LEFT 3.25 steps inside 35                  12.75 steps in front of home hash


Students begin sitting and a picture begins to emerge on the field. A few groups of huddled students remain standing, trying to figure out where the last two members of their section are supposed to be. Band directors and Drum Majors look at charts that show the whole picture and use measuring poles to adjust those members who believed they could accurately estimate by eye the number of steps to their specific coordinate.
When everyone has found their place the director’s voice comes over the PA again, “Everyone stand up. Place your music at your toes and go back to your place in set eight. You’ll have sixteen counts to get here.”

The move is practiced twice and then the music on the ground that marks the new spot is picked up and the move is practiced a few more times without anything but memory. Students are reminded to march in a straight line from one position to the next and to take the full number of counts to get there. When five or six sets have been put on the field the students get their instruments and the music is added. A typical marching band show will have anywhere from 45-65 sets depending on the band and the music.

As I start my fifteenth year in marching band (8 as a student, 7 as an instructor) I am still amazed at the way 200 individuals come together to complete one show. Each person marches their own unique pattern on the field. No two are alike. And yet when you watch from the stands it appears to be one unified picture. Geometric shapes expand, contract, rotate and flow into new forms giving visual form to the musical arrangement that is being played.

But I’m also aware that six weeks from now the students will be tired of the repetition. School work, stresses at home, the demands of part-time jobs, and other activities will bring tension to the field. Short tempers cause rifts in relationships. Some students will be more dedicated than others. Differences in ability will become more evident. All these things will need to be overcome if the group is to reach its full potential.

This is often how we think a church (or any community) should ideally function. Each person is critical in the success of the whole. When someone struggles with their part someone is there to encourage and assist them.  Broken relationships are mended and people are motivated by a shared goal. The hope is to build an amazing community that moves together in synchronized rhythm.

The problem is that we aren’t given individual dot sheets with coordinates that tell us where to go next or how long we need to stay in one place.
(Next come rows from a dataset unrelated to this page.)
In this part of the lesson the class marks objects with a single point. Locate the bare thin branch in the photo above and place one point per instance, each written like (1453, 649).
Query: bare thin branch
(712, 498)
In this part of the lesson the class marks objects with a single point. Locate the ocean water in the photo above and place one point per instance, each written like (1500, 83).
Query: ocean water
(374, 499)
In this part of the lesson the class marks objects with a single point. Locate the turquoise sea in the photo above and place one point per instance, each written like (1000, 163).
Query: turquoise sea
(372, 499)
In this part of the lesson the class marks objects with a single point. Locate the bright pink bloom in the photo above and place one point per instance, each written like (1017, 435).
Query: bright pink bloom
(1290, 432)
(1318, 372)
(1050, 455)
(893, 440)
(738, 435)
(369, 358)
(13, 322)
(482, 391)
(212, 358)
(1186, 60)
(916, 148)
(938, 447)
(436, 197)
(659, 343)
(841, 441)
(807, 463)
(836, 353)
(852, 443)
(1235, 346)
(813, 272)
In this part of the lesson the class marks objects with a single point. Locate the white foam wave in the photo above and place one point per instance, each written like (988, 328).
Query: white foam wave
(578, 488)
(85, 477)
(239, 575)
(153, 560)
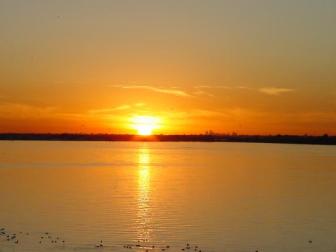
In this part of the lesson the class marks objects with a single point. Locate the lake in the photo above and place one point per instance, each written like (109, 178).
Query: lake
(147, 196)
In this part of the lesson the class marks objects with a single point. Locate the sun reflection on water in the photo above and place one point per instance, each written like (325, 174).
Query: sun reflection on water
(144, 177)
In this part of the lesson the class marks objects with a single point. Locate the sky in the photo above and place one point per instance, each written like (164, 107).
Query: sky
(245, 66)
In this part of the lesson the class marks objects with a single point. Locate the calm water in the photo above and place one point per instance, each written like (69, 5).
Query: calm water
(219, 196)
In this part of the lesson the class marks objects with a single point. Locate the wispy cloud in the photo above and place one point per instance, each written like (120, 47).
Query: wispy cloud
(21, 110)
(275, 90)
(109, 110)
(171, 91)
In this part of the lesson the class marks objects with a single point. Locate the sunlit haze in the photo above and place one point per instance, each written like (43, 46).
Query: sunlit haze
(251, 67)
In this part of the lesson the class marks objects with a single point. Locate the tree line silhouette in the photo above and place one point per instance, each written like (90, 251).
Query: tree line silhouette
(290, 139)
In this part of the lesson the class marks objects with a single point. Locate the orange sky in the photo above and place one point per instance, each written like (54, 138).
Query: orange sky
(227, 66)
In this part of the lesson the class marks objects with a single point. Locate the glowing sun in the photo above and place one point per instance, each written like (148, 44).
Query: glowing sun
(145, 125)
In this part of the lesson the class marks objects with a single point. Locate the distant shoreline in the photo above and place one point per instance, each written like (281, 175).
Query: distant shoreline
(287, 139)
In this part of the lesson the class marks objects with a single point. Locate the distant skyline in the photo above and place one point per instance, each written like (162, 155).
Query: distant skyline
(251, 67)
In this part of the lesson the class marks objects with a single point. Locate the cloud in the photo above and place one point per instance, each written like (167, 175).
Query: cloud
(171, 91)
(21, 110)
(275, 90)
(108, 110)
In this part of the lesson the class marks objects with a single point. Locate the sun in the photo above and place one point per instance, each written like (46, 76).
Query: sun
(145, 125)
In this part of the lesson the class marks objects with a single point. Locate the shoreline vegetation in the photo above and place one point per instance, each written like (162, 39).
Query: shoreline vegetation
(287, 139)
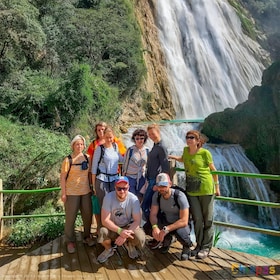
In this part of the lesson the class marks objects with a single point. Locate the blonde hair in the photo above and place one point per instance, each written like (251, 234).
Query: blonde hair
(108, 129)
(75, 139)
(202, 139)
(99, 124)
(153, 126)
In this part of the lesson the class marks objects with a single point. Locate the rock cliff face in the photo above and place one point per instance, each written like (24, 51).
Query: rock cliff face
(154, 95)
(254, 124)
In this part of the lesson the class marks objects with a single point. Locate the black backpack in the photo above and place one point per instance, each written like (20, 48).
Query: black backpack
(102, 155)
(176, 194)
(70, 162)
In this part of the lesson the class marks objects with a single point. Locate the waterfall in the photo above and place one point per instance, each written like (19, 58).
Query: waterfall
(211, 64)
(226, 158)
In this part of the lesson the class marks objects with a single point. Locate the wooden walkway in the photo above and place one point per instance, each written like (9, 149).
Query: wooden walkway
(51, 261)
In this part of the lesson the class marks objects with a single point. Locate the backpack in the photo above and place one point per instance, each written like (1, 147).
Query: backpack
(70, 162)
(176, 194)
(102, 155)
(131, 153)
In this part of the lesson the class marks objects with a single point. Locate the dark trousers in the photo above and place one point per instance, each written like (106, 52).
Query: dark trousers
(147, 199)
(202, 213)
(73, 204)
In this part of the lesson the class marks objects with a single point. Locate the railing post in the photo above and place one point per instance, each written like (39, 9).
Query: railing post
(173, 174)
(1, 210)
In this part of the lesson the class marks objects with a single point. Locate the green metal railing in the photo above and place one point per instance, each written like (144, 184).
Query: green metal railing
(245, 201)
(222, 198)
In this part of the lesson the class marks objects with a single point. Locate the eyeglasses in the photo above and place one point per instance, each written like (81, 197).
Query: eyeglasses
(121, 189)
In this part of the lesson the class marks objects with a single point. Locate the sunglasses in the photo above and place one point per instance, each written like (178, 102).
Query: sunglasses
(121, 189)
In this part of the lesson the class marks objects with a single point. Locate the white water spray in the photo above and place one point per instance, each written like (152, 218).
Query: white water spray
(211, 64)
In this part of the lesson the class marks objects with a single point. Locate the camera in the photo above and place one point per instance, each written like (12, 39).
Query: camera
(84, 165)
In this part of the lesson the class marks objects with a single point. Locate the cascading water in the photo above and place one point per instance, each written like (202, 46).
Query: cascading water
(211, 64)
(228, 158)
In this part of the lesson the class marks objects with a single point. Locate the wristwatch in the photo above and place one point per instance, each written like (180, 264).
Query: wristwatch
(166, 231)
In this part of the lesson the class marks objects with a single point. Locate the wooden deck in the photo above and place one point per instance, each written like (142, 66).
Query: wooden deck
(51, 261)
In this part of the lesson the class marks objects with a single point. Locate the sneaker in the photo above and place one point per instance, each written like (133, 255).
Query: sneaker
(71, 247)
(202, 254)
(154, 244)
(186, 253)
(166, 245)
(89, 241)
(131, 250)
(195, 251)
(174, 239)
(105, 255)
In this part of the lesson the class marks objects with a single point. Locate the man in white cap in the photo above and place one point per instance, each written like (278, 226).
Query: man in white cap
(121, 218)
(169, 216)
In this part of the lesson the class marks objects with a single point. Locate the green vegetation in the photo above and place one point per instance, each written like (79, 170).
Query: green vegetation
(67, 63)
(64, 65)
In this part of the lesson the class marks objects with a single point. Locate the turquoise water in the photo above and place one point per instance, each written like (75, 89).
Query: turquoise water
(252, 243)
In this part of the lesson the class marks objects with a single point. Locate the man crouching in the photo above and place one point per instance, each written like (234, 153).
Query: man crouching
(121, 218)
(169, 217)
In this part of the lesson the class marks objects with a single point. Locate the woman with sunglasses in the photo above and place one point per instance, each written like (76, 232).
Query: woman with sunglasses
(76, 193)
(135, 161)
(201, 186)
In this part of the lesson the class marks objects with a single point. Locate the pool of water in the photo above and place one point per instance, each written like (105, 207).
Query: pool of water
(252, 243)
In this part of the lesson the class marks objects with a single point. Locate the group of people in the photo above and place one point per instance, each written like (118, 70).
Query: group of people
(138, 189)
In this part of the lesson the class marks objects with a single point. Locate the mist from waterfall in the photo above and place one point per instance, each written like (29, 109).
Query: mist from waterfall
(226, 158)
(211, 64)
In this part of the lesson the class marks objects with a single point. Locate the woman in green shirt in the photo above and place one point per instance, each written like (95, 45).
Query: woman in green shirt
(201, 186)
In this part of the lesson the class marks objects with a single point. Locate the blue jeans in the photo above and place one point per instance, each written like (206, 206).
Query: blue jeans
(147, 200)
I think most people wander around searching for the right place. We might stay in one place for a while before moving again. Too often the song that we play doesn’t match what those around us seem to be playing. And while there are many people willing to tell us where we should be going and what we should be playing there doesn’t seem to be one unified vision even among people of the same faith. It can be very frustrating.

So does God prefer this kind of “scatter drill” where everyone appears to be wandering around aimlessly but in the end everything comes together in one unified picture? Or is there a specific plan for each person where any deviation from this divine will angers the immortal arranger who insists that we get back in line?


What if God isn’t either of these? What if God is like the people who first saw patterns in the stars or like a child who finds pictures in random cloud formations? What if God sees the beauty of life in the apparent chaotic actions and interactions of our lives?  Is it possible for us to see that too?